The decision gives major developing countries such as China, India and Brazil more say in steering the global economy, a role long played by the old club of eight wealthy nations: the United States, Great Britain, France, Italy, Canada, Japan, Germany and Russia.

The transition from G8 to G20 represents a major change in the global financial architecture, however, coexistence, cooperation and competition are the rules to play between the two for far ahead, Canadian experts said.

John Kirton, Director of G20 and G8 Research Group at the University of Toronto, told Xinhua in a recent interview that the G20 summit will coexist with the G8 one, for both have much to offer and thus are here to stay.

The G20 will cooperate with the G8 for each is "a club with its own dynamic, distinctive agenda," he said.
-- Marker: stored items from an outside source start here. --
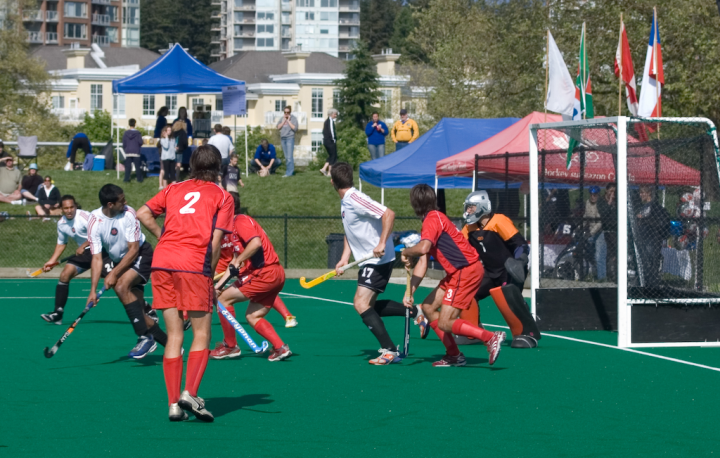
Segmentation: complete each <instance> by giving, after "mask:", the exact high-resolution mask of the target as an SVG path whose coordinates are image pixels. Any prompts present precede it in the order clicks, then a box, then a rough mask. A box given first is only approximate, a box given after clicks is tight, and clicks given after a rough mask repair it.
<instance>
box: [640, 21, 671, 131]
mask: <svg viewBox="0 0 720 458" xmlns="http://www.w3.org/2000/svg"><path fill="white" fill-rule="evenodd" d="M663 84H665V75H664V73H663V65H662V50H661V48H660V30H659V29H658V23H657V11H654V12H653V23H652V27H651V29H650V41H649V42H648V52H647V56H646V57H645V71H644V72H643V82H642V92H640V106H639V109H638V115H639V116H642V117H646V118H655V117H660V116H662V105H661V103H660V100H661V96H662V86H663Z"/></svg>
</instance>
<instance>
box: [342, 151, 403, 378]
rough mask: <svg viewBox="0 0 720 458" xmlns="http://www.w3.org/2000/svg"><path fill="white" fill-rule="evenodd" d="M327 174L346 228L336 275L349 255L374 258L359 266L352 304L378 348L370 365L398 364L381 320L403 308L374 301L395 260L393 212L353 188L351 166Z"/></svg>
mask: <svg viewBox="0 0 720 458" xmlns="http://www.w3.org/2000/svg"><path fill="white" fill-rule="evenodd" d="M330 174H331V176H332V184H333V186H334V187H335V190H336V191H337V192H338V194H339V195H340V199H341V200H342V203H341V214H342V220H343V227H344V228H345V244H344V248H343V254H342V257H341V258H340V262H338V263H337V265H336V266H335V269H336V270H337V272H338V275H342V272H341V271H340V268H341V267H343V266H345V265H347V264H348V263H349V262H350V254H351V253H352V255H353V257H354V258H355V259H362V258H364V257H366V256H369V255H373V256H374V258H371V259H370V260H368V261H365V262H364V263H362V264H360V272H359V273H358V287H357V291H356V292H355V298H354V300H353V305H354V306H355V310H356V311H357V312H358V314H359V315H360V317H361V318H362V320H363V323H365V325H366V326H367V327H368V329H370V331H371V332H372V333H373V335H374V336H375V338H376V339H377V340H378V342H379V343H380V346H381V350H380V356H379V357H377V358H374V359H371V360H370V364H376V365H387V364H391V363H398V362H400V361H401V358H400V357H399V356H398V352H397V348H396V347H395V345H394V344H393V342H392V339H390V336H389V335H388V332H387V330H386V329H385V324H384V323H383V321H382V319H381V318H380V317H383V316H405V306H404V305H403V304H401V303H399V302H395V301H390V300H382V301H378V300H377V297H378V294H381V293H383V292H384V291H385V287H386V286H387V284H388V281H389V280H390V275H391V274H392V268H393V264H394V261H395V251H394V247H393V242H392V238H391V236H390V235H391V233H392V228H393V222H394V221H395V213H394V212H393V211H392V210H390V209H389V208H387V207H385V206H384V205H382V204H379V203H377V202H375V201H374V200H372V199H371V198H369V197H368V196H366V195H365V194H363V193H361V192H360V191H358V190H357V189H355V188H354V187H353V170H352V166H350V164H348V163H346V162H338V163H337V164H335V165H334V166H333V167H332V171H331V172H330ZM411 316H412V317H415V316H417V308H416V307H415V306H413V307H412V309H411Z"/></svg>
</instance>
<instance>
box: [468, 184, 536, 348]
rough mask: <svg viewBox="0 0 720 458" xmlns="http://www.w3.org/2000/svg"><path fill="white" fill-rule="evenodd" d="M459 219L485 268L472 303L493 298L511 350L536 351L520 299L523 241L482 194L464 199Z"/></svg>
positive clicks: (522, 260)
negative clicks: (462, 208) (462, 207)
mask: <svg viewBox="0 0 720 458" xmlns="http://www.w3.org/2000/svg"><path fill="white" fill-rule="evenodd" d="M463 216H464V218H465V222H466V225H465V227H463V230H462V233H463V235H464V236H465V237H466V238H467V239H468V241H469V242H470V245H472V246H473V248H475V250H476V251H477V252H478V255H479V256H480V260H481V261H482V263H483V266H484V267H485V276H484V277H483V279H482V282H481V283H480V288H479V289H478V291H477V293H475V299H476V300H477V301H478V302H479V301H481V300H483V299H485V298H486V297H488V296H492V297H493V300H494V301H495V304H496V305H497V307H498V309H499V310H500V313H502V315H503V318H505V321H506V322H507V324H508V326H510V331H511V332H512V335H513V342H512V345H511V346H512V347H514V348H532V347H536V346H537V339H539V338H540V332H539V331H538V329H537V325H536V324H535V320H534V319H533V317H532V315H531V314H530V312H529V310H528V307H527V304H526V303H525V299H523V297H522V289H523V284H524V283H525V277H526V276H527V263H528V253H529V252H530V248H529V247H528V244H527V241H526V240H525V238H524V237H523V236H522V235H520V232H518V230H517V229H516V228H515V225H514V224H513V222H512V221H511V220H510V218H508V217H507V216H505V215H502V214H500V213H493V212H492V205H491V203H490V198H489V197H488V193H487V192H486V191H475V192H472V193H470V195H468V196H467V198H466V199H465V212H464V214H463Z"/></svg>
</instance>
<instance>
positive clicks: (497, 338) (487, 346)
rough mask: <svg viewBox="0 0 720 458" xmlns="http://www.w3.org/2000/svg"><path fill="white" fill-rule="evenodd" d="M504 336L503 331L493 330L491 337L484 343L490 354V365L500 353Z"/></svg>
mask: <svg viewBox="0 0 720 458" xmlns="http://www.w3.org/2000/svg"><path fill="white" fill-rule="evenodd" d="M505 337H506V334H505V333H504V332H503V331H495V332H493V336H492V338H491V339H490V340H488V341H487V342H485V345H486V346H487V347H488V353H489V354H490V356H489V357H488V364H490V365H491V366H492V365H493V364H495V360H497V357H498V355H499V354H500V348H501V346H502V343H503V341H504V340H505Z"/></svg>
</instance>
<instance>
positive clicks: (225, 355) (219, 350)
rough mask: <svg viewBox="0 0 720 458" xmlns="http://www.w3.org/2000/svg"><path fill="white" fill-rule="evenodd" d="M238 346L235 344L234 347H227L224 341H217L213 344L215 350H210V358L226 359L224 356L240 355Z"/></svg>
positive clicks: (226, 345) (229, 357)
mask: <svg viewBox="0 0 720 458" xmlns="http://www.w3.org/2000/svg"><path fill="white" fill-rule="evenodd" d="M240 353H241V352H240V347H238V346H237V345H235V346H234V347H228V346H227V345H225V342H224V341H223V342H218V343H217V345H215V350H212V351H211V352H210V358H211V359H226V358H237V357H238V356H240Z"/></svg>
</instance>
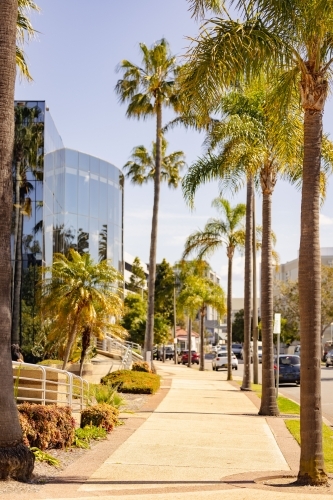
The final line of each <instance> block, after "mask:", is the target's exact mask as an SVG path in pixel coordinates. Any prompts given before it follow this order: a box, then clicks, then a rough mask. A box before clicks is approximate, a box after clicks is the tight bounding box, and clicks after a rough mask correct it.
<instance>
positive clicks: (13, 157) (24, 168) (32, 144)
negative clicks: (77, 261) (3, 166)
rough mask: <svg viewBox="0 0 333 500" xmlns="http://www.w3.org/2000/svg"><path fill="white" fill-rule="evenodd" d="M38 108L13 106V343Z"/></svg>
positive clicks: (36, 126) (42, 141) (38, 129)
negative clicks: (13, 257)
mask: <svg viewBox="0 0 333 500" xmlns="http://www.w3.org/2000/svg"><path fill="white" fill-rule="evenodd" d="M40 113H41V110H40V109H39V108H28V107H26V106H20V105H17V106H16V107H15V138H14V149H13V164H14V168H13V170H14V175H13V177H14V186H15V189H14V244H13V255H14V263H13V282H12V343H14V344H18V343H19V330H20V319H21V307H20V306H21V283H22V233H23V216H24V215H28V216H30V214H31V200H30V198H29V196H27V195H28V193H29V192H30V191H31V189H32V185H31V183H30V182H28V180H27V173H28V170H31V172H32V173H33V175H34V176H35V177H36V179H37V180H42V175H43V173H42V172H43V165H42V162H43V155H42V154H40V150H41V149H40V148H41V147H42V145H43V140H44V137H43V132H44V124H43V123H38V121H37V120H38V116H39V114H40Z"/></svg>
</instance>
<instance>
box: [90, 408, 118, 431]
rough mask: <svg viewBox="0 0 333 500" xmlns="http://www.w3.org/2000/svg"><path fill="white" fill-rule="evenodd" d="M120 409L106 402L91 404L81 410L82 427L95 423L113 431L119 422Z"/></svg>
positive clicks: (96, 425)
mask: <svg viewBox="0 0 333 500" xmlns="http://www.w3.org/2000/svg"><path fill="white" fill-rule="evenodd" d="M118 415H119V410H117V408H113V407H112V406H110V405H108V404H106V403H100V404H97V405H94V406H89V407H88V408H86V409H85V410H83V411H82V412H81V427H82V428H83V429H84V428H85V427H86V426H91V425H94V426H96V427H102V428H103V429H105V430H106V432H111V431H112V429H113V428H114V426H115V425H117V423H118Z"/></svg>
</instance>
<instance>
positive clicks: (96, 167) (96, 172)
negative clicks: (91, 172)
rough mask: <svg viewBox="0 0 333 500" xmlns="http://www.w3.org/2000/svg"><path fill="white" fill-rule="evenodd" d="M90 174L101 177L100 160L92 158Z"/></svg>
mask: <svg viewBox="0 0 333 500" xmlns="http://www.w3.org/2000/svg"><path fill="white" fill-rule="evenodd" d="M90 172H92V173H93V174H96V175H99V158H95V157H94V156H91V157H90Z"/></svg>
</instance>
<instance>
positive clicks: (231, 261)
mask: <svg viewBox="0 0 333 500" xmlns="http://www.w3.org/2000/svg"><path fill="white" fill-rule="evenodd" d="M227 255H228V296H227V340H228V377H227V380H232V364H231V348H232V322H231V312H232V258H233V256H234V248H232V247H228V248H227Z"/></svg>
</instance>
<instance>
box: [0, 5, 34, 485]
mask: <svg viewBox="0 0 333 500" xmlns="http://www.w3.org/2000/svg"><path fill="white" fill-rule="evenodd" d="M0 19H1V23H0V73H1V84H0V116H1V120H0V199H1V203H0V234H1V239H0V254H1V259H0V344H1V349H0V366H1V386H0V408H1V411H0V479H1V480H3V479H8V478H10V477H11V478H13V479H17V480H19V481H28V480H29V479H30V478H31V475H32V471H33V468H34V460H35V458H34V455H33V453H32V452H31V451H30V450H29V449H28V448H27V447H26V446H24V445H23V443H22V431H21V427H20V424H19V419H18V411H17V408H16V403H15V400H14V386H13V371H12V362H11V350H10V333H11V296H10V286H11V264H10V235H11V221H12V210H13V186H12V152H13V143H14V106H13V102H14V84H15V74H16V65H15V53H16V20H17V1H15V0H2V1H1V2H0Z"/></svg>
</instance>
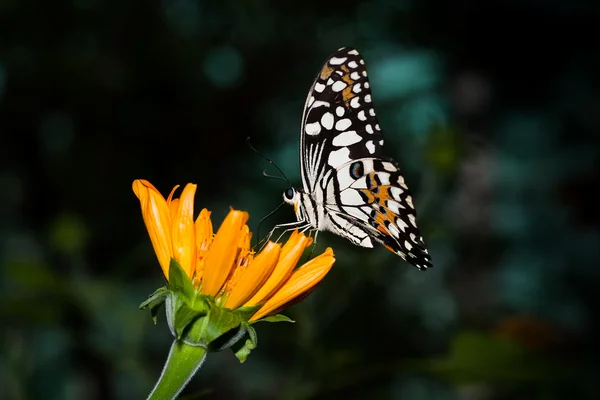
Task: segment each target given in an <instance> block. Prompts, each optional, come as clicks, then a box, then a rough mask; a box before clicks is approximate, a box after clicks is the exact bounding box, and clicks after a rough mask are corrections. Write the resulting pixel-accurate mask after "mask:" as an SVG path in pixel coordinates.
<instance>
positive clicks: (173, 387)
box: [147, 340, 206, 400]
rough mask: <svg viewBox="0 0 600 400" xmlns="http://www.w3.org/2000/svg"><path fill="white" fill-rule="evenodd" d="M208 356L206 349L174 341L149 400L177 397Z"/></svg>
mask: <svg viewBox="0 0 600 400" xmlns="http://www.w3.org/2000/svg"><path fill="white" fill-rule="evenodd" d="M205 358H206V349H205V348H204V347H200V346H189V345H187V344H184V343H182V342H179V341H177V340H174V341H173V345H172V346H171V351H169V356H168V358H167V362H166V363H165V366H164V368H163V371H162V373H161V374H160V378H158V382H156V385H155V386H154V389H152V392H151V393H150V395H149V396H148V398H147V400H158V399H161V400H166V399H175V398H176V397H177V395H178V394H179V393H180V392H181V391H182V390H183V388H184V387H185V386H186V385H187V384H188V382H189V381H190V379H192V377H193V376H194V375H195V374H196V371H198V369H200V367H201V366H202V364H203V363H204V359H205Z"/></svg>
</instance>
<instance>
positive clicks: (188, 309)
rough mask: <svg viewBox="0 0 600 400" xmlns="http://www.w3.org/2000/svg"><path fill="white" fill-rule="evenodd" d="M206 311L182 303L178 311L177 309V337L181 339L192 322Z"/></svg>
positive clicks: (177, 308) (176, 312)
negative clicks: (198, 309)
mask: <svg viewBox="0 0 600 400" xmlns="http://www.w3.org/2000/svg"><path fill="white" fill-rule="evenodd" d="M203 314H205V313H202V312H198V311H197V310H194V309H192V308H190V307H188V306H187V305H186V304H181V305H180V306H179V307H178V308H177V311H175V324H174V325H175V337H176V338H177V340H180V339H181V337H182V335H183V333H184V332H185V331H186V328H188V327H190V324H191V323H192V322H194V321H195V320H196V319H198V318H199V317H200V316H201V315H203Z"/></svg>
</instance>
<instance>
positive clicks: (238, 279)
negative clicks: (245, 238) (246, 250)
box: [225, 242, 281, 310]
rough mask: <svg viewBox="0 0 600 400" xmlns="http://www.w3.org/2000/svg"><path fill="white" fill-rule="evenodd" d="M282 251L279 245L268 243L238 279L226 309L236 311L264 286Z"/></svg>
mask: <svg viewBox="0 0 600 400" xmlns="http://www.w3.org/2000/svg"><path fill="white" fill-rule="evenodd" d="M280 251H281V245H280V244H279V243H273V242H269V243H267V245H266V246H265V248H264V249H263V251H261V252H260V253H259V254H258V255H257V256H256V257H255V258H254V259H253V260H252V262H250V264H249V265H248V266H247V267H246V269H245V270H244V271H243V272H242V274H241V276H239V277H237V283H236V284H235V286H234V287H233V289H232V290H231V293H230V294H229V298H228V299H227V302H226V303H225V307H227V308H229V309H232V310H235V309H236V308H238V307H239V306H241V305H242V304H244V302H245V301H246V300H247V299H249V298H250V296H252V295H253V294H254V293H255V292H256V291H257V290H258V288H260V287H261V286H262V284H263V283H264V282H265V280H266V279H267V277H268V276H269V275H270V274H271V271H273V268H274V267H275V263H276V262H277V260H278V258H279V253H280Z"/></svg>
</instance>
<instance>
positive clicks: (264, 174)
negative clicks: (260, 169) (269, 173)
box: [263, 169, 287, 182]
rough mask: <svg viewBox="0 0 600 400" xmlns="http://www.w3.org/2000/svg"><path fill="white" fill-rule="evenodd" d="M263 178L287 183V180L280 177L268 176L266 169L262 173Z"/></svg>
mask: <svg viewBox="0 0 600 400" xmlns="http://www.w3.org/2000/svg"><path fill="white" fill-rule="evenodd" d="M263 176H264V177H266V178H273V179H278V180H280V181H285V182H287V180H286V179H285V178H283V177H281V176H278V175H271V174H269V173H268V172H267V170H266V169H265V170H264V171H263Z"/></svg>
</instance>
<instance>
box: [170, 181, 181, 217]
mask: <svg viewBox="0 0 600 400" xmlns="http://www.w3.org/2000/svg"><path fill="white" fill-rule="evenodd" d="M177 189H179V185H175V187H174V188H173V190H171V193H169V196H168V197H167V206H169V211H170V212H171V218H172V219H174V218H175V214H177V208H178V207H179V199H174V198H173V196H175V192H176V191H177Z"/></svg>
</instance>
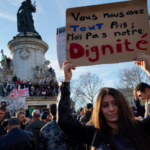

Furthermore, the G20 and G8 summits will compete to generate effective global governance on the basis of the very different purposes at their respective cores, he said.

For the G20, he said, its focus will be financial stability, fiscal and monetary stimulus, financial regulation and supervision, and trade and investment liberalization -- all issues that the G8 abandoned any serious effort on years ago.

The G8 has instead been working on African development, climate change, health, energy and education, as well as critical political security issues such as nuclear non-proliferation or encouraging the establishment of stable democracies, he said.

Greg Albo, a political science professor of York University, noted that G20 works at the sense of providing some common framework for dealing with certain global issues, but it might notable to do a very good job to move the general framework to actual policies.

It is more challenging for (G20) countries to think beyond their national and domestic interests, says Gregory Chin, a senior fellow of the Center for International Governance Innovation.

As a former diplomat working in the Canadian Embassy in Beijing, China noted that the global weight of China and India is much more important than the average developing countries. The world community needs to work with China to contribute in a positive way to maintain stability for everyone.